Starting with “The Curse of the Starving Class” (1978) Shepard’s plays became more “naturalistic” and were, at least on the surface, ”family” dramas. “Buried Child,” “Fool for Love,” “True West,” and “A Lie of the Mind” moved his work from the late 1970’s through the 1980’s when Sam, the actor, suddenly became a well-known Hollywood performer as a result of his Oscar-nominated performance in “The Right Stuff” (playing test pilot Chuck Yeager). His screenplay for Wim Wenders’s Paris, Texas won the Golden Palm Award at Cannes in 1984 and Shepard was the talk of the town, appearing on magazine covers, collaborating with Bob Dylan, and marrying Jessica Lange. And that’s around the time I dove in full bore (as I am wont to do) --- studying the man and his work.
In 1985 I was teaching in the English Department at Winchester High School, just north of Boston, and, for some reason, they needed someone to direct their fall drama production. I volunteered with the stipulation that I wanted to do the Pulitzer Prize winning Buried Child --- even though there are only seven characters (high school’s generally look for maximum participation numbers, not necessarily the quality of their productions). Having watched the aforementioned Mr. Tarshis execute a number of challenging (and small cast) productions at Blind Brook High School in Westchester, I persisted, they relented, and 14 young actors (principals & understudies) embarked on what became our three month seminar on Sam Shepard and a wonderful production. It was emotional, intense, and deeply educational. Seeing The New Group’s production of the play (with Ed Harris and Amy Madigan leading the cast) in March 2016 it resonated like a tuning fork! Pulitzer finalist playwright Christopher Shinn saw the production and said: ”I felt the play pulsing with Sam Shepard’s unconscious, and I realized how rarely I feel that in the theater today.” (NY Times August 1, 2017) And that’s what Shepard’s plays do --- more than any others in modern American theater.
Was he “our greatest living playwright” before he passed away last Thursday? Who knows --- that kind of label is hard to assign to anyone and Shepard, certainly, would laugh off the entire notion. Yet his work has already withstood the “test of time” measure (Buried Child won the Pulitzer in 1979, almost 40 years ago!) and there’s no reason to doubt it will continue to be performed far into the future. What’s more significant, is that we are losing his voice. On March 15th I was in a Barnes and Noble and picked up Shepard’s last work of prose, The One Inside, a novel (of sorts) that investigates that vast psychological interior landscape the author probes in all his work. In the Foreword, Patti Smith, the poet and singer, describes the main character this way: “He’s just going to keep on living till he dies.” (p. xi) Which is kind of what Shepard did.
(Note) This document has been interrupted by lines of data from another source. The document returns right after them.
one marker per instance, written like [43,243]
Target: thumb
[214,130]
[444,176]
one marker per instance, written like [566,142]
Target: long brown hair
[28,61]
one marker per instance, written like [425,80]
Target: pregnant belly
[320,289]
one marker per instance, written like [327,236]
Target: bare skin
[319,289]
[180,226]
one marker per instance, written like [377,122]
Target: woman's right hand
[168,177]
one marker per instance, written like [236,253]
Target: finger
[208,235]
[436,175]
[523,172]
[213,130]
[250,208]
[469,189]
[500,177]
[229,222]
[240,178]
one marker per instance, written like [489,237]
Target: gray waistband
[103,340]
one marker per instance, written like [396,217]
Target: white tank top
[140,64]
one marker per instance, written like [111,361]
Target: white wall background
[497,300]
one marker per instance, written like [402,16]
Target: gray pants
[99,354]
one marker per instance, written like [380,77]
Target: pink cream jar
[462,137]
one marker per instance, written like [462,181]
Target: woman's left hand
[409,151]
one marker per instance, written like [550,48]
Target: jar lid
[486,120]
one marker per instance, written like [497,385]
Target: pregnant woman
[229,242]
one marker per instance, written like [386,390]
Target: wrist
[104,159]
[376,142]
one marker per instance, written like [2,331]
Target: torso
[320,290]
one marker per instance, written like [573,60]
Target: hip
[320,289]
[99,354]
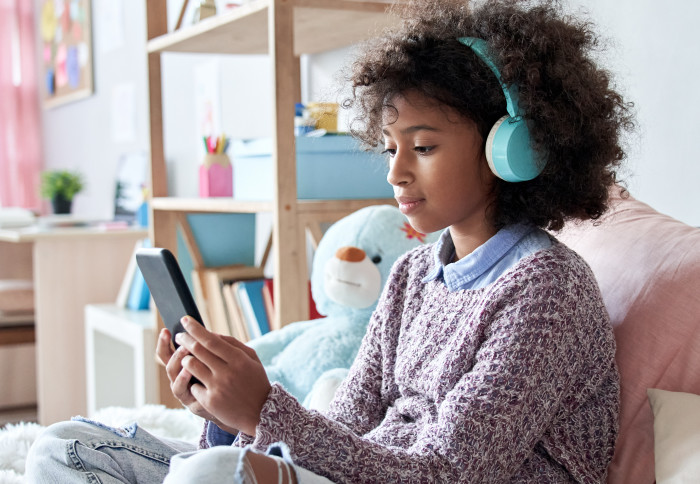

Early in the book the narrators says, “I’m exactly one year older than my father was when he died . . . as though it were some kind of achievement rather than raw chance. Rather than happenstance.” He finishes the chapter reflecting on “Nabokov’s answer to why he writes --- ‘aesthetic bliss”’--- that’s all, ‘aesthetic bliss.’ Yes. Whatever that is.” In Shepard’s world, everything was a mystery and it was all right there! inside us --- to be plumbed, and probed and prodded.
Invoking his father is a recurrent Shepard theme and his passing leads me down that path, too. Like my father, Shepard was approaching his 74th birthday when he passed away and, like my dad, he was not someone who sought the spotlight and was clearly comfortable in his own (“masculine”) skin. Years ago, I ran across a photo of my Dad (taken in 1972) and it reminded me of Shepard’s picture on the cover of his Fool for Love and Other Plays. There’s a rare smile on each man’s face, and their flannel shirts and swept back hair creates a resemblance that struck me then --- and now. And I think it speaks to how deeply Sam Shepard’s art resonates that, in writing a eulogy for Sam, I can’t not mention my own father.